Наружная правда наша должна быть обнаружением внутреннего света, потому что боговедения Бог хочет больше, чем всесожжения (Ос.6:6).

К нам, христианам, это нравственное указание Господа имеет более тонкое применение. Для нас любовь и сострадание к ближнему стали уже законом, очевидным для каждого. Хотя есть еще очень много и таких христиан, которые полагают свою праведность только во внешнем исполнении законов богопочтения; но это лишь недоразумение, и в глубине их же собственной совести они находят смутный укор за лукавство пред Богом. Но есть другой сорт людей среди последователей Христа, которые более тонко и потому более опасно нарушают рассматриваемое нами правило. Это люди, сделавшие для себя из нравственного закона любви к ближнему закон внешний, подобный древнему закону жертв и всесожжении. Исполнение закона любви они полагают во внешних благодеяниях, в материальных жертвах благотворительности, без участия внутреннего огня любви к тем, кому они благотворят, без той милости сердца, без которой жертва наша есть мерзость пред Богом.

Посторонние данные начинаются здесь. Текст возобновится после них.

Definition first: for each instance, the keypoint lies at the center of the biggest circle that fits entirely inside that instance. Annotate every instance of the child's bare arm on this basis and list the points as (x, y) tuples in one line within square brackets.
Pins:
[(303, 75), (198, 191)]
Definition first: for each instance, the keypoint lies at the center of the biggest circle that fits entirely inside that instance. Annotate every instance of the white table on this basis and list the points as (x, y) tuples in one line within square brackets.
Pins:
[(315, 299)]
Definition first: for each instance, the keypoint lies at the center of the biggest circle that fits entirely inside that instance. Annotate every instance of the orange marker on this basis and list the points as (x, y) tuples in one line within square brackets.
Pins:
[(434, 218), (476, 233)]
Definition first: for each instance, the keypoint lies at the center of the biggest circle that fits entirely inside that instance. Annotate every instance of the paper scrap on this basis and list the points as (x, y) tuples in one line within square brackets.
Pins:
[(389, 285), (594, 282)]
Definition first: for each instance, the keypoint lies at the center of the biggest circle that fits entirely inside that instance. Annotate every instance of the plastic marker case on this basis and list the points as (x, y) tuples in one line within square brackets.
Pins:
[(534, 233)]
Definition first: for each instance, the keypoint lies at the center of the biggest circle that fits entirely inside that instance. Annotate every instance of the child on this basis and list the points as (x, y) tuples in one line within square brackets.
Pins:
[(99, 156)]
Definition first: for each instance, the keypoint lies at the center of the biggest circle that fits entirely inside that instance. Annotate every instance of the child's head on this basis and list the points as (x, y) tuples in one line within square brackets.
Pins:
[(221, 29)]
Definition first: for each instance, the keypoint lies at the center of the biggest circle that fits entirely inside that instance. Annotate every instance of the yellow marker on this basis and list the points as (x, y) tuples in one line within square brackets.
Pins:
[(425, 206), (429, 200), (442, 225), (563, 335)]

К таковым слова Господа: "Милости хочу, а не жертвы" — имеют также свое полное применение. И на них особенно требуется обратить внимание в настоящее время. Бог не может довольствоваться нашим принесением одних только внешних жертв благотворительности. Он не жертвы хочет, а милости, т. е. внутреннего любовного отношения к ближнему, мудрой отзывчивости к скрытым причинам его бедствий и предупреждения их, а не наружного только материального благотворения, не исцеляющего внутренней болезни, а только временно облегчающего ее, и дающего лишний повод нам гордиться своею мнимою праведностью в исполнении Христова закона — любви…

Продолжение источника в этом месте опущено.